问题
I have following dataframe got after applying dplyr code
Final_df<- df %>%
group_by(clientID,month) %>%
summarise(test=toString(Sector)) %>%
as.data.frame()
Which gives me following output
ClientID month test
ASD Sep Auto,Auto,Finance
DFG Oct Finance,Auto,Oil
How I want is to count sectors as well
ClientID month test
ASD Sep Auto:2,Finance:1
DFG Oct Finance:1,Auto:1,Oil:1
How can I achieve it with dplyr?
回答1:
We can try
df %>%
group_by(client_id, month, Sector) %>%
tally() %>%
group_by(client_id, month) %>%
summarise(test = toString(paste(Sector, n, sep=":")))
Or using data.table
library(data.table)
setDT(df)[, .N, .(ClientID, month, Sector)
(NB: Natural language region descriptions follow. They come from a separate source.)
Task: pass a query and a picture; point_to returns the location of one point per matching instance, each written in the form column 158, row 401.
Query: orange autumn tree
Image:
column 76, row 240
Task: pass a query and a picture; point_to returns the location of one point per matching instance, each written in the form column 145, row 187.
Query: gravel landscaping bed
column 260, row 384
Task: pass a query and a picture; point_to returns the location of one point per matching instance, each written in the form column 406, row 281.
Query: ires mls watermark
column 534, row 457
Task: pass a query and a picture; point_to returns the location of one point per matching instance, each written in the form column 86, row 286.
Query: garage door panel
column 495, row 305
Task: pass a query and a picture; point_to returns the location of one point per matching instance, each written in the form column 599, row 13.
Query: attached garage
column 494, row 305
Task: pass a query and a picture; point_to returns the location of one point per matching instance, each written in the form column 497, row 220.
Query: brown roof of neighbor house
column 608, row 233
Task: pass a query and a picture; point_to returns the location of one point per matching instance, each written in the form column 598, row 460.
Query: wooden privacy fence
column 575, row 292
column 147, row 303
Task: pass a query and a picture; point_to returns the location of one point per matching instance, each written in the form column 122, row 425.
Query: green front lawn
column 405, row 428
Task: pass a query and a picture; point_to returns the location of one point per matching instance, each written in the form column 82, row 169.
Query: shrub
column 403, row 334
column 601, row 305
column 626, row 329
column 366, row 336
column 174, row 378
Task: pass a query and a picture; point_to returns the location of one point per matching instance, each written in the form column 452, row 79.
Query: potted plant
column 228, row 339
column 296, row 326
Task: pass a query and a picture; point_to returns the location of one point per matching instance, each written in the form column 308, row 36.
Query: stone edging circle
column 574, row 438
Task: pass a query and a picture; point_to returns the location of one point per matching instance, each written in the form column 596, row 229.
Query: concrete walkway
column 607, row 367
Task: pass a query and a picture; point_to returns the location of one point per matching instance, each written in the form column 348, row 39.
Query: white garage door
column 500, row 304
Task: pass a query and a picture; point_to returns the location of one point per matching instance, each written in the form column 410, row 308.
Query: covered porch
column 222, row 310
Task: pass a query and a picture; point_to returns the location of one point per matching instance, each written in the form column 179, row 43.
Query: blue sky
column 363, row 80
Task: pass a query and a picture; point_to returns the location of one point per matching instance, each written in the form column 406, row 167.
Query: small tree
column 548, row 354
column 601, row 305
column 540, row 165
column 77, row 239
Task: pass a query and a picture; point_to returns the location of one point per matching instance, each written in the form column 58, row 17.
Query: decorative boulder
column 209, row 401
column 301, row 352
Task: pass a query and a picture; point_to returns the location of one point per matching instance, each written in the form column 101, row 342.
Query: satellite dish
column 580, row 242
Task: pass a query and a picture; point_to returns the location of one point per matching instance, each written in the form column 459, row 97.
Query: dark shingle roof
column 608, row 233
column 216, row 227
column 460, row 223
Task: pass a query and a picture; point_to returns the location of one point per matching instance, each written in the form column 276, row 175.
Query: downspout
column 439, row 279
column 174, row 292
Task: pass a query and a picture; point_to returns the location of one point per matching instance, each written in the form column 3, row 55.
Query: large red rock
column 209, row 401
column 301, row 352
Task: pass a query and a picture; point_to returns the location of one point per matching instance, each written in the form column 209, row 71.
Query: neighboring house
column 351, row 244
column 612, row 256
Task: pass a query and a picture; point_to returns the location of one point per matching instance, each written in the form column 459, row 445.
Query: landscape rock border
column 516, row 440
][, .(test = toString(paste(Sector, N, sep=":"))) , .(ClientID, month)]
If we need a base R
aggregate(newCol~ClientID + month, transform(aggregate(n~.,
transform(df, n = 1), sum), newCol = paste(Sector, n, sep=":")), toString)
data
df <- data.frame(ClientID = rep(c("ASD.", "DFG."), each = 5),
month = rep(c("Sep", "Oct" ) , c(3,2)),
Sector = c("Auto", "Auto", "Finance", "Finance", "Finance",
"Auto", "Finance", "Finance", "Oil", "Oil"),
stringsAsFactors=FALSE)
回答2:
Here's a similar but slightly different solution to the one by @akrun:
count(df, ClientID, month, Sector) %>%
summarise(test = toString(paste(Sector, n, sep=":")))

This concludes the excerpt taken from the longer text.